This Post Has 52 Comments
  1. ‘You will hear a lot more from landlords who are going to be desperate’

    How do those 5% cap rates look now California landlords?

  2. ‘Dunn said that renovations on value-add projects will lag due to a slowdown in construction, delays in supplies, worker shortages and tenant demand. ‘We have some concern about the ability and desire (of residents) to pay for upgrades’

    Annnnd the value ad crap blows up in their faces.

    I got an email from somebody flogging a bunch of SF rentals in Dallas. The numbers were great! But it said they were based on getting an 8.5% increase in rents.

    1. 8.5%??!? I remember the rental-backed securities — that Blackrock rental ones — depending on 5% increase and I thought even that was too high. No renter is going to sustain 8.5%/year.

      1. This after rents have gone up higher and more as a percentage of income than ever before in US history. Throw in a recession and it’s delusional.

        1. Well, that’s what my spreadsheet said.
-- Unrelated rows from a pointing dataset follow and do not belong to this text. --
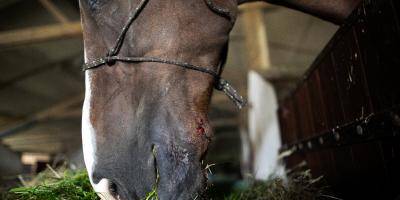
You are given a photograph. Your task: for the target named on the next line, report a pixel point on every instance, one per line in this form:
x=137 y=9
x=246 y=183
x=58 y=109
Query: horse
x=150 y=69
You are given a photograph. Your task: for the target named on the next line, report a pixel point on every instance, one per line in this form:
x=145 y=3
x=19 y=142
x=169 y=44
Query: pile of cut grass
x=52 y=185
x=298 y=186
x=75 y=185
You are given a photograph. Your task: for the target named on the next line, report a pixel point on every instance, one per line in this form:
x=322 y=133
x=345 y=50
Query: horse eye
x=113 y=188
x=95 y=4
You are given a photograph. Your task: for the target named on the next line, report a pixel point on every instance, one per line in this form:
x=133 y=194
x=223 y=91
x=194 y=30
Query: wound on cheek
x=200 y=129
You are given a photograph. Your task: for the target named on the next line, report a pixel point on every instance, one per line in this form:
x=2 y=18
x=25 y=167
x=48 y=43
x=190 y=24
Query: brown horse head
x=145 y=124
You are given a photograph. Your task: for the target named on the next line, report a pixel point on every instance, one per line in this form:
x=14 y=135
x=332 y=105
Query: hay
x=75 y=185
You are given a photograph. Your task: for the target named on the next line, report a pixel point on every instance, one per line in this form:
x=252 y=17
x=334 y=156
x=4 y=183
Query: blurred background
x=42 y=86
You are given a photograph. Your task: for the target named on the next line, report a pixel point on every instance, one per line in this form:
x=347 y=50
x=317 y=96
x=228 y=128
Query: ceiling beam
x=40 y=34
x=53 y=10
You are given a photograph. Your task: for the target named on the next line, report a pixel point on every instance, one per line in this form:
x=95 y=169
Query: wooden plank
x=329 y=93
x=378 y=36
x=40 y=34
x=317 y=106
x=350 y=78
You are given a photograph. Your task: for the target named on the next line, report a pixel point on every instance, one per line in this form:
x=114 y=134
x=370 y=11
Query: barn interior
x=273 y=51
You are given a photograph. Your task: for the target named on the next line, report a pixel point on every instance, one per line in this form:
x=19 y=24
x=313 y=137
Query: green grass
x=298 y=187
x=75 y=185
x=70 y=185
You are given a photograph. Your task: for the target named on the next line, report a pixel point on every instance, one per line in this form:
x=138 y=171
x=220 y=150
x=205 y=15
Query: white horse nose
x=105 y=189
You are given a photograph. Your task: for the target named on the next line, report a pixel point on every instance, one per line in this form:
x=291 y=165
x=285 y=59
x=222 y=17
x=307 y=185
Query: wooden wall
x=343 y=117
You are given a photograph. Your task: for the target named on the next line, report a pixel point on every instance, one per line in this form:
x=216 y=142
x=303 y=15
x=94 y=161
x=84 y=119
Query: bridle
x=113 y=55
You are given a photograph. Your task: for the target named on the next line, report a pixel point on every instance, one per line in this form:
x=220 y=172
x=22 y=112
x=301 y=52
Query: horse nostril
x=113 y=188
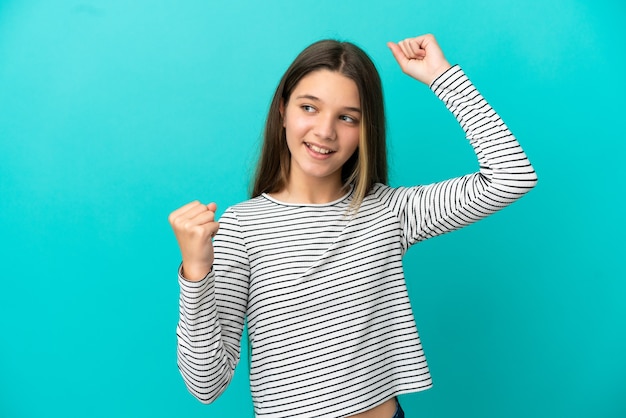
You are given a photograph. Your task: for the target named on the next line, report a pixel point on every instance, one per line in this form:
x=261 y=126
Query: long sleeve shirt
x=330 y=325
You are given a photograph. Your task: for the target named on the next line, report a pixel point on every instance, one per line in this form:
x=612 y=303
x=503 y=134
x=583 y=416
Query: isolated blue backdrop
x=114 y=113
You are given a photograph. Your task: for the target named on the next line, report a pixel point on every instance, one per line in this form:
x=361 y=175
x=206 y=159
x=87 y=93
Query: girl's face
x=322 y=125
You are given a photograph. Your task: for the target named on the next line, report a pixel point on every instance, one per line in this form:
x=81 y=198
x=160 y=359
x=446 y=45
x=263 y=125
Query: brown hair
x=368 y=165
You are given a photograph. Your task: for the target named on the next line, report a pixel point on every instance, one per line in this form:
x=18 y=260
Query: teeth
x=318 y=149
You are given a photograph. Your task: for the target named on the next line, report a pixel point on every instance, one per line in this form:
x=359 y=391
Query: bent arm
x=505 y=174
x=212 y=315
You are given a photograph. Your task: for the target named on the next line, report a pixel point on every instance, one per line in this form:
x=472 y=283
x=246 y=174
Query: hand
x=194 y=226
x=420 y=58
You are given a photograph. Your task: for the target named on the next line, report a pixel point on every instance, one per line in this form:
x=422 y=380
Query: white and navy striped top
x=331 y=328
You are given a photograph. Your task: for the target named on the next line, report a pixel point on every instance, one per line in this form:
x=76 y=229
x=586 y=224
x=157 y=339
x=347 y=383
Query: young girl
x=314 y=259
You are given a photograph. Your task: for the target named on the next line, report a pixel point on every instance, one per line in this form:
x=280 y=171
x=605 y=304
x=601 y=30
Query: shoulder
x=383 y=192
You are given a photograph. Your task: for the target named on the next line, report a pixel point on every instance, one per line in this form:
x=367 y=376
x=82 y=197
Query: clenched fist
x=420 y=58
x=194 y=226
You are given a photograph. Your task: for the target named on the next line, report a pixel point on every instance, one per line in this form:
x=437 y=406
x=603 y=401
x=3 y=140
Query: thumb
x=398 y=54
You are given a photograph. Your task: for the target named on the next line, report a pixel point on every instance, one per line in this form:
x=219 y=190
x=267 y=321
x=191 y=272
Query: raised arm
x=213 y=304
x=505 y=173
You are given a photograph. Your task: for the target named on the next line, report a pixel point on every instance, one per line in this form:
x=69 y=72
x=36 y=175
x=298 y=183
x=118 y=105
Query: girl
x=314 y=259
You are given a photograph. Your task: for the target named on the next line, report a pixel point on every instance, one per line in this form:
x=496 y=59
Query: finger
x=183 y=209
x=417 y=49
x=405 y=49
x=397 y=53
x=202 y=218
x=194 y=211
x=213 y=228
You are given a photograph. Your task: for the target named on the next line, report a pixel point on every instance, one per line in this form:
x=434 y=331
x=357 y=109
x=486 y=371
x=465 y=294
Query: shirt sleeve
x=212 y=315
x=505 y=174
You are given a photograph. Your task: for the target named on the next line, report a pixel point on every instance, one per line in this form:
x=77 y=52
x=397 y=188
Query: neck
x=311 y=191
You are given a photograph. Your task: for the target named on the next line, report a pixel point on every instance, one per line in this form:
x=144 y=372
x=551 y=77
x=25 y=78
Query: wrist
x=194 y=273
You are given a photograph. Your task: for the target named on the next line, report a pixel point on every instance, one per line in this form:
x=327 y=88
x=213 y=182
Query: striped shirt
x=330 y=324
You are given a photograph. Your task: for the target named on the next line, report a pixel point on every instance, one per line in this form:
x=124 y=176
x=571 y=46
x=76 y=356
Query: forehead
x=330 y=87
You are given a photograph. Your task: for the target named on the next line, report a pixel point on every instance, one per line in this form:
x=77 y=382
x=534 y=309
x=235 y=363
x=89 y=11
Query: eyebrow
x=317 y=99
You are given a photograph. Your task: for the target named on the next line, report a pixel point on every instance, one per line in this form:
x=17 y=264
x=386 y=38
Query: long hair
x=368 y=164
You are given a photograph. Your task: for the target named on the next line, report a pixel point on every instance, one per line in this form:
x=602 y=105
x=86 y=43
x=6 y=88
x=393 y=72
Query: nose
x=325 y=127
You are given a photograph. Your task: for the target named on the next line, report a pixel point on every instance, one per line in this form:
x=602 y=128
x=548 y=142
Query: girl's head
x=368 y=164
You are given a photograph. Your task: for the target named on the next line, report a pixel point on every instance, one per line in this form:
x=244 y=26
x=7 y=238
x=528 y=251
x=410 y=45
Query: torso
x=385 y=410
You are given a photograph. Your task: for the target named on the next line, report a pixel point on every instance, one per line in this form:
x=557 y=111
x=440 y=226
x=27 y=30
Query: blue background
x=114 y=113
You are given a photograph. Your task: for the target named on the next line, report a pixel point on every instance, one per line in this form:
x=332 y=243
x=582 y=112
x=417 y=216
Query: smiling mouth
x=317 y=149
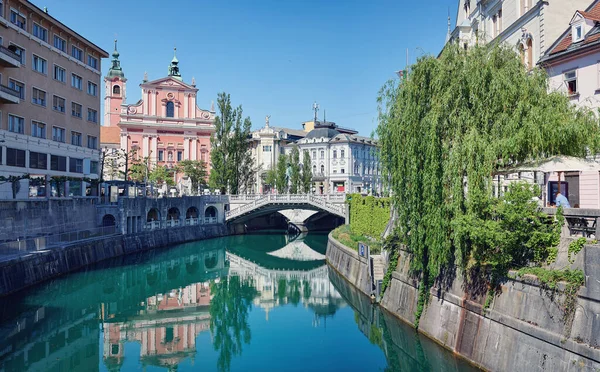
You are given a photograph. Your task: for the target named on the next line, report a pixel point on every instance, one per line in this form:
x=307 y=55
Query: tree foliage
x=295 y=180
x=231 y=160
x=306 y=179
x=196 y=171
x=445 y=130
x=281 y=182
But keep in mind I have a very stable good-pay job. For me, it’s worth it to stay in an area with high house prices. But I were one of these restaurant workers with no prospects for a better job, I would seriously consider moving to an Oil City trailer park and work at Wal-Mart, with a roommate if necessary. Not great, but it’s sustainable.

        2. Or do like a noted economist said…. “Why buy a house when you can rent one for half the monthly cost?”

  3. Ahem…

    ‘I was fortunate enough to buy a house and that area where my property is — City Terrace — has really taken off. So I decided to take the equity in that house to purchase another home’

    1. This is the language of Ramsey-bots and FIRE dupes. “I scrimped and saved and with my savings from not buying my $5 Sbux [🙄] every morning I purchased my first rental property and now I’m gonna retire rich when I’m 38!”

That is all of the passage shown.